Otherwise, we at least need to convert disallow_lpage to atomic variable and
updating it via an atomic way, e.g. cmpxchg. 

struct kvm_lpage_info {
        int disallow_lpage;
};

> > > > > For most accept
> > > > > cases, we could fault in the PTE's on the read lock. And in the future
> > > > > we
> > > > > could
> > > > 
> > > > The actual mapping at 4KB level is still with read mmu_lock in
> > > > __vmx_handle_ept_violation().
> > > > 
> > > > > have a demote that could work under read lock, as we talked. So
> > > > > kvm_split_boundary_leafs() often or could be unneeded or work under read
> > > > > lock
> > > > > when needed.
> > > > Could we leave the "demote under read lock" as a future optimization? 
> > > 
> > > We could add it to the list.

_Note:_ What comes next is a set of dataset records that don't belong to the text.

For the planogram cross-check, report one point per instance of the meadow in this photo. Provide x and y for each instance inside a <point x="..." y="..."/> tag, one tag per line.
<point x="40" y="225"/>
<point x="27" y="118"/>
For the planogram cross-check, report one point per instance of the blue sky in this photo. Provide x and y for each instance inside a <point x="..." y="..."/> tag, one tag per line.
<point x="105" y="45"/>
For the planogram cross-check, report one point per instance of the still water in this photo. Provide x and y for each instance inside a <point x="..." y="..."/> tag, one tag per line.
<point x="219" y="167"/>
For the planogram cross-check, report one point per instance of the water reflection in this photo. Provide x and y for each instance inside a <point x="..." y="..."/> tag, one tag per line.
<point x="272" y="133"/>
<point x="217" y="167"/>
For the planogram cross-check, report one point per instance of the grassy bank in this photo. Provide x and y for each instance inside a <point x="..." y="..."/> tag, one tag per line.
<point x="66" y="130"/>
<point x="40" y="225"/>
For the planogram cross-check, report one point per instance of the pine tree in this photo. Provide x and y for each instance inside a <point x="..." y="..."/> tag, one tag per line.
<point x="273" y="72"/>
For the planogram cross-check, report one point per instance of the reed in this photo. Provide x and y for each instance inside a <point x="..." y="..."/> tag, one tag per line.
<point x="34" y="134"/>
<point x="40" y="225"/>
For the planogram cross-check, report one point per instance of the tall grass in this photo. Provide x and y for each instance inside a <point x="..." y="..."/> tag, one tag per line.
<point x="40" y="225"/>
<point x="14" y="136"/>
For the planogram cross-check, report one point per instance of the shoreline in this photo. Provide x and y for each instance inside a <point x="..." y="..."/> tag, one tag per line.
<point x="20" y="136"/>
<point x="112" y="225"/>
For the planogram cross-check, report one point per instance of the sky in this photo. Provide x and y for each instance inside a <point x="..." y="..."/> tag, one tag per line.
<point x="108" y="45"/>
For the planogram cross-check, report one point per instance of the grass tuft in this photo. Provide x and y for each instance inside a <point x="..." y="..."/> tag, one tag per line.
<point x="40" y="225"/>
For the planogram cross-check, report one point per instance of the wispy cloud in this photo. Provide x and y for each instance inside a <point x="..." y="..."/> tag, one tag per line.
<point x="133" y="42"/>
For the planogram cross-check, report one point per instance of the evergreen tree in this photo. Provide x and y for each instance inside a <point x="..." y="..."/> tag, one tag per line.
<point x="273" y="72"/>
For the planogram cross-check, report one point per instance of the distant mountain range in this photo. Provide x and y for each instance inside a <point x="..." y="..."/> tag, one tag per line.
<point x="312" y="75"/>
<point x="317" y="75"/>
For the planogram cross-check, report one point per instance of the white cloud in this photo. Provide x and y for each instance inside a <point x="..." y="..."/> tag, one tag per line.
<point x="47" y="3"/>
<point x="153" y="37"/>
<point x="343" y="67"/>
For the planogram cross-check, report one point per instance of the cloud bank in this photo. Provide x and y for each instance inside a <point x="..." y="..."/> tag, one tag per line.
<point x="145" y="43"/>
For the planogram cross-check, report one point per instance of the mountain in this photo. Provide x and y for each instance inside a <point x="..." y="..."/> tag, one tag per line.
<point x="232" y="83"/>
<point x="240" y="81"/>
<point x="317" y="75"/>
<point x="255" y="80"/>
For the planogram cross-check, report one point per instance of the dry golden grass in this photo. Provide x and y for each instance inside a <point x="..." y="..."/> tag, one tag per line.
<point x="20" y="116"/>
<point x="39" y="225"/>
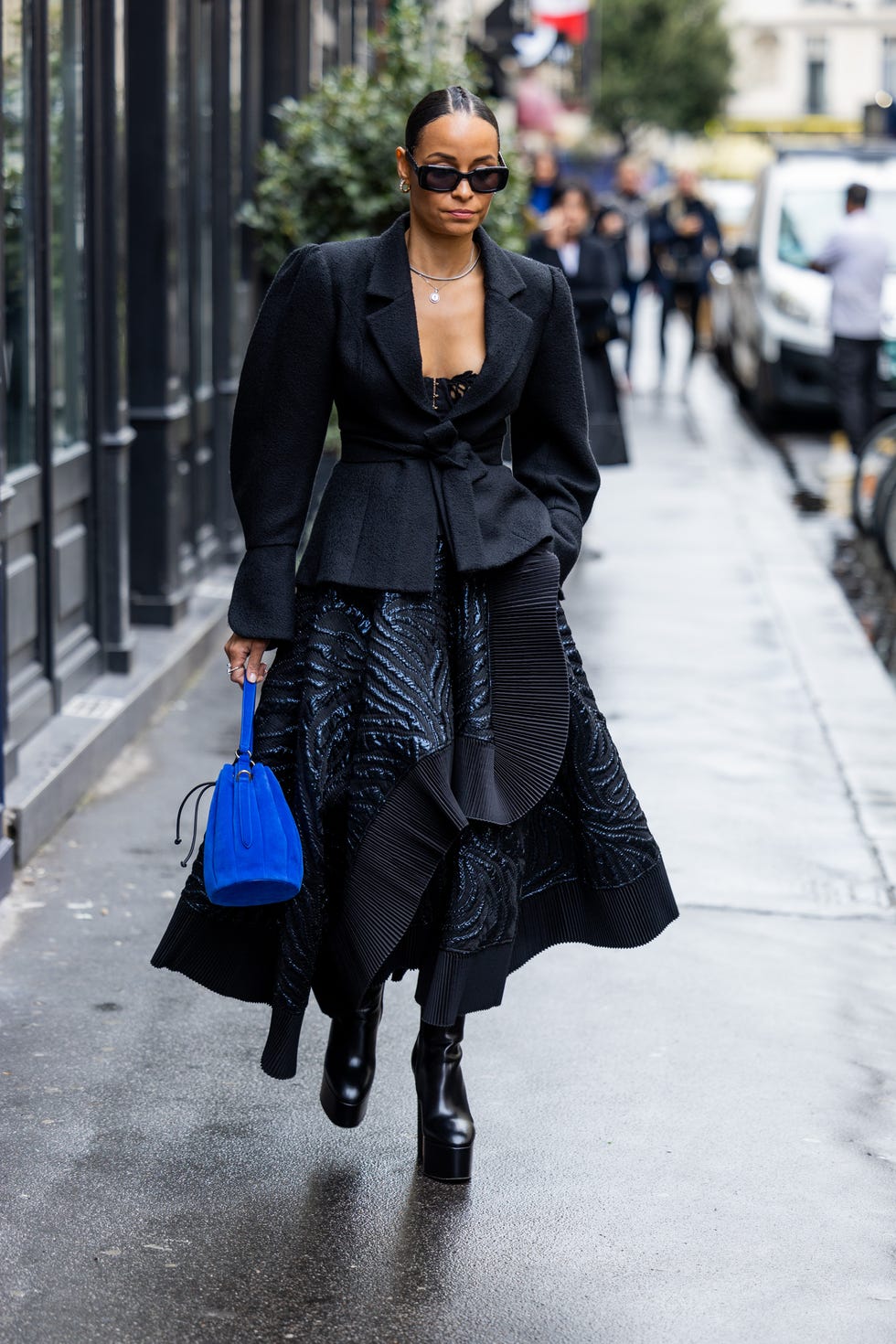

If we have a TDX module that supports demote
> > > with a
> > > single SEAMCALL then we don't have the rollback problem. The optimization
> > > could
> > > utilize that. That said, we should focus on the optimizations that make the
> > > biggest difference to real TDs. Your data suggests this might not be the
> > > case
> > > today. 
> > Ok. 
> >  
> > > > > What is the problem in hugepage_set_guest_inhibit() that requires the
> > > > > write
> > > > > lock?
> > > > As above, to avoid the other vCPUs reading stale mapping level and
> > > > splitting
> > > > under read mmu_lock.
> > > 
> > > We need mmu write lock for demote, but as long as the order is:
> > > 1. set lpage_info
> > > 2. demote if needed
> > > 3. go to fault handler
> > > 
> > > Then (3) should have what it needs even if another fault races (1).
> > See the above comment for why we need to hold write mmu_lock for 1.
> > 
> > Besides, as we need write mmu_lock anyway for 2 (i.e. hold write mmu_lock
> > before
> > walking the SPTEs to check if there's any existing mapping), I don't see any
> > performance impact by holding write mmu_lock for 1.
> 
> It's maintainability problem too. Someday someone may want to remove it and
> scratch their head for what race they are missing.
I don't get why holding write mmu_lock will cause maintainability problem.
In contrast, if we want to use read mmu_lock in future, we need to carefully
check if there's any potential risk.

> > > > As guest_inhibit is set one-way, we could test it using
> > > > hugepage_test_guest_inhibit() without holding the lock. The chance to hold
> > > > write
> > > > mmu_lock for hugepage_set_guest_inhibit() is then greatly reduced.
> > > > (in my testing, 11 during VM boot).
> > > >  
> > > > > But in any case, it seems like we have *a* solution here. It doesn't
> > > > > seem
> > > > > like
> > > > > there are any big downsides. Should we close it?
> > > > I think it's good, as long as Sean doesn't disagree :)
> > > 
> > > He seemed onboard. Let's close it. We can even discuss lpage_info update
> > > locking
> > > on v2.
> > Ok. I'll use write mmu_lock for updating lpage_info in v2 first.
> 
> Specifically, why do the other lpage_info updating functions take mmu write
> lock. Are you sure there is no other reason?
1. The read mmu_lock can't prevent the other vCPUs from reading stale lpage_info.
2. Shadow code in KVM MMU only holds write mmu_lock, so it updates lpage_info
   with write mmu_lock.
3. lpage_info is not updated atomically. If there're two vCPUs updating
   lpage_info concurrently, lpage_info may hold an invalid value.
4. lpage_info is not updated in performance critical paths. No need to hold
   read mmu_lock.